Over 17 months, through experimental video correspondence, public meetings, walks, interviews, workshops, and the slow envisioning of the living memorial and a happening to plant it, the artists grappled to understand a potential rationale and lineage underneath their planting action. They eventually arrived at the traditional cultural-medicinal uses and cosmological meanings of the white willow across time, space, and peoples in Eastern Europe as an ethical-aesthetic guide. The project’s approach then gestures into the city’s traumatic recent past to reach an old and intimate space of transcultural ancestral experience, where Jewish and Slavic communities in Poland mutually, collaboratively, and differently depended on willows over a millennium to treat viruses, diseases, infertility, unwanted pregnancy, chronic pain, and other conditions more often specific to the bodies of women and children, exchanging knowledge, treatments, practitioners, and patients at a site of nonhuman mourning and visionary power that continues, even nominally (“weeping willow” or “wierzba babilońska”), to mediate between the living and the dead. Here, through what feminist philosopher Ewa Majewska calls a “weak resistance” of the willow and specific willows, we felt the whole population of Chrzanów in time stand equally implicated in the work we had commenced and that commenced us.



















CentrALT, 2022
On 7 July 2022, Katarzyna, Marta, and Sniderman led a silent walk from the Chrzanów train station (where the Jewish population of the city was deported to Auschwitz-Birkenau), through the rynek, or market square (where the people were divided into two groups: one to be deported and the other to return to Esther’s Square in the ghetto), ending in the former Esther’s Square, where they planted Esther’s Willow. Able-bodied participants alternated carrying the white willow sapling, and everyone each carried a jar of silent water, a traditional Slavic-Ashkenazi medicinal substance created by drawing and hauling living water between dusk and dawn in silence. Once at the square, the collective planted the sapling with the silent water, followed by spoken words, a psalm, coffee, plum cake, and performance based on the cantorial work of the historical Bakon family, Chrzanów's cantorial legacy, by the Slavoc group, Mojše Band, in this way activating centuries of relations the square remembers.
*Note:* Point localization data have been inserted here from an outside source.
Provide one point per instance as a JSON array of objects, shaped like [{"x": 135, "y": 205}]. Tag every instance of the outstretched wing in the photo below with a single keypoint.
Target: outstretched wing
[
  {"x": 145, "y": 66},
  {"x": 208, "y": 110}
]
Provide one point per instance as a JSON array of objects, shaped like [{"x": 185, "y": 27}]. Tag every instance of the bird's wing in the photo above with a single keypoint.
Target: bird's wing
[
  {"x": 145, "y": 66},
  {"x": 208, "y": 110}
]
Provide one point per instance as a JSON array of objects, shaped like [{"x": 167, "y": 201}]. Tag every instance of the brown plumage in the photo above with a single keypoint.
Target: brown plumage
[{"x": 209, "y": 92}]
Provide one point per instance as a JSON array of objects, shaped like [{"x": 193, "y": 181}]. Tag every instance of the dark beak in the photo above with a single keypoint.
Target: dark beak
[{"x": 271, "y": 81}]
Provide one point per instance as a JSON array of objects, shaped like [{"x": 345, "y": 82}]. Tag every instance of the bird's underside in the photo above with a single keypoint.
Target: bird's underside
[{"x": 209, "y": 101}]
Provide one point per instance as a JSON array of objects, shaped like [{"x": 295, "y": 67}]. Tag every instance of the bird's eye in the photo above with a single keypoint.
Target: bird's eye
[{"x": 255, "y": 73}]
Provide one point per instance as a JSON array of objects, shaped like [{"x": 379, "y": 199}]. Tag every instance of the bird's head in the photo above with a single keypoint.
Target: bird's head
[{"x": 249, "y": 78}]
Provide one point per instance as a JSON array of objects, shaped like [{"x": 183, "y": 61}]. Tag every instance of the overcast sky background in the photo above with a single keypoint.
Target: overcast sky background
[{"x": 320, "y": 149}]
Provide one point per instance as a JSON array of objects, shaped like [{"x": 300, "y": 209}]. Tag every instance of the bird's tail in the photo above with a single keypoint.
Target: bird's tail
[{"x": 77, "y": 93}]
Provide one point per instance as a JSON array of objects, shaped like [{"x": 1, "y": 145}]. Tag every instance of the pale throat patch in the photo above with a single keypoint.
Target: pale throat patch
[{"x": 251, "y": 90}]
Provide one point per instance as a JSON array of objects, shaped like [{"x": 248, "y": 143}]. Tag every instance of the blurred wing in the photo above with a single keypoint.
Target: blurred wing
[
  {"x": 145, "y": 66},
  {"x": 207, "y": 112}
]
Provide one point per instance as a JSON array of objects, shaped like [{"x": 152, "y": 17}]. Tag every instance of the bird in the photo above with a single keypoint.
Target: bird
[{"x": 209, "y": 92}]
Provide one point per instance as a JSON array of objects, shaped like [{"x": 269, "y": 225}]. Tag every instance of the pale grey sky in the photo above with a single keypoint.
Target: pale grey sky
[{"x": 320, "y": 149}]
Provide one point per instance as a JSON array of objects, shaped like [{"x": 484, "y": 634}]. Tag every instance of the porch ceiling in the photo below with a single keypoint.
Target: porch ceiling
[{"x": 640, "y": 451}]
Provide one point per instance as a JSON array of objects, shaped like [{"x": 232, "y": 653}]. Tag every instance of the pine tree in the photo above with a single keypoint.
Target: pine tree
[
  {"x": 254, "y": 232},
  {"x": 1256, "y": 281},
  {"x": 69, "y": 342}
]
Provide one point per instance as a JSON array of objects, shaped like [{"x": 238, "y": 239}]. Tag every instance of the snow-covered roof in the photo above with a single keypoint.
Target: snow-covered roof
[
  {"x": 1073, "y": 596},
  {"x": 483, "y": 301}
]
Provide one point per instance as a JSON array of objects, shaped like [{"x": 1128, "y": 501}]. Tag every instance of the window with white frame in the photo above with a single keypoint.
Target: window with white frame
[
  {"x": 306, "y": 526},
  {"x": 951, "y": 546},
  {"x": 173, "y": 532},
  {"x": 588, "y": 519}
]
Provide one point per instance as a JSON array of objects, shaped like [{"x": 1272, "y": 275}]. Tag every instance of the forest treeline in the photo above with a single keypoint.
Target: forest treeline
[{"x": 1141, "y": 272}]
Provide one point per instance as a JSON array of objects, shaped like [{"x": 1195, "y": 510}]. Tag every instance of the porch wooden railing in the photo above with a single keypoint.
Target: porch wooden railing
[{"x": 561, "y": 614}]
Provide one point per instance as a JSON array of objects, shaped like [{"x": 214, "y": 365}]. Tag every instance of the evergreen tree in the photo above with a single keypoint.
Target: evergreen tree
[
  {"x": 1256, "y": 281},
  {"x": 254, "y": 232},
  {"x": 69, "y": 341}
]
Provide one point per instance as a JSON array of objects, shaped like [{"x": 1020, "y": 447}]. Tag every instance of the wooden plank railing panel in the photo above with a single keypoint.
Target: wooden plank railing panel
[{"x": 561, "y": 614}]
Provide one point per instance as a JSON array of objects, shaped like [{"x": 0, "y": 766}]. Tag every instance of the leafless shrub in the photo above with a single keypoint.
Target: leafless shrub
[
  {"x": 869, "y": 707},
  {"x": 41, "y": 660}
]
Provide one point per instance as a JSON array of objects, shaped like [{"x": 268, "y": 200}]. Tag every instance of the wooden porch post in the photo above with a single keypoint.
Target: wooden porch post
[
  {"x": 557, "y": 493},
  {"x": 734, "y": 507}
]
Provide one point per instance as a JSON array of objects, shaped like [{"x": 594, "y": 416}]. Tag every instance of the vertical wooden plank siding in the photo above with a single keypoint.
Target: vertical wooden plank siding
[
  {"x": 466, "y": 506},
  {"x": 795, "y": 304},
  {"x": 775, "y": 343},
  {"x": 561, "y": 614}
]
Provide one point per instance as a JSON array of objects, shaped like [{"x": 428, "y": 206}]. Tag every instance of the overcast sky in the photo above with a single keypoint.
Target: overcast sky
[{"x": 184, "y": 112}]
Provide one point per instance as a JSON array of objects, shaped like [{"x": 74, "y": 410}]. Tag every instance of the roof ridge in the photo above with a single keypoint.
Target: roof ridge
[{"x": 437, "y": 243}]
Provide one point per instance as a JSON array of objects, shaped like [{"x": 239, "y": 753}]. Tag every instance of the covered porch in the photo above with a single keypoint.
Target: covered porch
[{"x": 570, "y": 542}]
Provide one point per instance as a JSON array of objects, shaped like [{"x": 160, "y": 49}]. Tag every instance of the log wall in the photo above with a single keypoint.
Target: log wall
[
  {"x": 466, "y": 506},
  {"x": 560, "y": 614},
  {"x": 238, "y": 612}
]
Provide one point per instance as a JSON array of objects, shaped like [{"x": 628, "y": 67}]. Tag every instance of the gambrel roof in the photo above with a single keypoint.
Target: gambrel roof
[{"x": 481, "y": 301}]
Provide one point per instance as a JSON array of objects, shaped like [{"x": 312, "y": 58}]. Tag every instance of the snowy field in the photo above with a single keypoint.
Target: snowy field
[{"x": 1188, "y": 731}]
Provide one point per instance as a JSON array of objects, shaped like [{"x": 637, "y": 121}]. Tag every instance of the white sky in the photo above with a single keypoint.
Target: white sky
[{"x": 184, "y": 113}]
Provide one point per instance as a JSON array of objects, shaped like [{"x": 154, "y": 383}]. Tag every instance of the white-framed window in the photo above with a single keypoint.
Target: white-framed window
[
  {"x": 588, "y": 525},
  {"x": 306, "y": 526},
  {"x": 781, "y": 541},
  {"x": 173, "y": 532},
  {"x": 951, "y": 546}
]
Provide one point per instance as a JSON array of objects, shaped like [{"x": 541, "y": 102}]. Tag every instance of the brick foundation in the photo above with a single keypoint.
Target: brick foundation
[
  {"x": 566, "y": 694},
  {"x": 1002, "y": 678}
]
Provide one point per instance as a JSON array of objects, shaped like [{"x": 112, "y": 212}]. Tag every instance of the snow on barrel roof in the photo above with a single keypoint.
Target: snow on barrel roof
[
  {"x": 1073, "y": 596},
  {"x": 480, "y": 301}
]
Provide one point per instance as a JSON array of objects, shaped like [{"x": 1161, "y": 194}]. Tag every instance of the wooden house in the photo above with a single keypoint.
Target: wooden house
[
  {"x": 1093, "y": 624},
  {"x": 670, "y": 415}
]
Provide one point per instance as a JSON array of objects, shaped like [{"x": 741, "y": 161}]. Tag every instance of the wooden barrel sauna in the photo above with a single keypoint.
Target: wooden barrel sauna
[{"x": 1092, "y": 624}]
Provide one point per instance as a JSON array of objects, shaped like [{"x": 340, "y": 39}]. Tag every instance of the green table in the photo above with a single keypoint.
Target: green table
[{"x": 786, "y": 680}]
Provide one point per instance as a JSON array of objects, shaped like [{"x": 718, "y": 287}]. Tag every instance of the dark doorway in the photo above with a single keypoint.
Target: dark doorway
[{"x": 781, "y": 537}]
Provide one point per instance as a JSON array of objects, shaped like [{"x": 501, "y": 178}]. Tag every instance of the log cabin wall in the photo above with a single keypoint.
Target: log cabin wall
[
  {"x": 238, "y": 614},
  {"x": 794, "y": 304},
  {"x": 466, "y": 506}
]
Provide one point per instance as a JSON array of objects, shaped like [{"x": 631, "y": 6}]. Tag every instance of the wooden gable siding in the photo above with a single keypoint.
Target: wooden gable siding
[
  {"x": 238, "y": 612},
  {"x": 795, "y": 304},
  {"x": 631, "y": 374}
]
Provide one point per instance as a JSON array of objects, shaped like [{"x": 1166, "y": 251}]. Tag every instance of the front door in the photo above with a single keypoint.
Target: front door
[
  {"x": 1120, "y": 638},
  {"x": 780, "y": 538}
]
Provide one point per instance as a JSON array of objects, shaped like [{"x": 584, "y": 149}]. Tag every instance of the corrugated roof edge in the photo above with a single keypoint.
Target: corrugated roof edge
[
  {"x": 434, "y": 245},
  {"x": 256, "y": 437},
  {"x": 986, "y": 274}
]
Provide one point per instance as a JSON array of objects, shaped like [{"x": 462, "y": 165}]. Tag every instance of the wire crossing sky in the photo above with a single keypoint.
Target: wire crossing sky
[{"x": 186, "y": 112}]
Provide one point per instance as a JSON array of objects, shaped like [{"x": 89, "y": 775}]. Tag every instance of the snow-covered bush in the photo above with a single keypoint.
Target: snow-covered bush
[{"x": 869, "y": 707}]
The route traces in reverse the city’s deportation process under Nazi occupation. Katarzyna and Marta formed the route during the 2020 international COVID lockdown, creating videos in the summer dawns to send to Sniderman so that he could meet the city. He sent them, in turn, audio recordings made, often just after their walks, at night in Whatcom County, the integration of which became the film Naskórek (27'24", 2021/25). Whether Katarzyna and Marta initially intended to trace the deportation route in reverse, the eventual walk carrying Esther’s Willow emerged from their desire to move through, engage with, and know their city in a radically different sense, informed by what they considered to be the centrifugal inception of its lasting destruction.
At one point, during the artists' long-distance exchange, they agreed to work on the project through the figure of naskórek, a term referring to the thinnest, most outer layer of skin, translated less easily into English as the more technical epidermis or more esoteric scarfskin. Marta had used the word to describe her experience painting and sewing with textile refuse. Here, naskórek signified that sliver, that edge, of subjects, entities, and architectures perpetually touching, surfacing against another—human and nonhuman, dead and alive, deported and settled, immaterial and embodied—with or without consent, with or without intention, at the very periphery of emplacement. If the artists were working, struggling, and intervening with/in anything, together, in and for Chrzanów, it was the terrain of naskórek: "We wanted to concentrate proximities and then breach them as a single substance with footsteps and the sapling and silent water."
In an early workshop for Esther’s Willow, Wojciech Sala—Katarzyna and Marta’s beloved late father and lifelong resident of the former Esther’s Square—advocated for a way to extend the project’s presence in the city beyond the singular happening, posing the question, “What stays there?” Since the planting of Esther’s Willow, the artists and their partners in Chrzanów and Kraków have continued to work together, maintaining and forming relationships rooted in the project's participatory, transcultural, and feminist ethos, by facilitating a current of other happenings, public markers, workshops, exhibitions, a music record, films, and publications mindful of local and translocal dialogue and interdependence.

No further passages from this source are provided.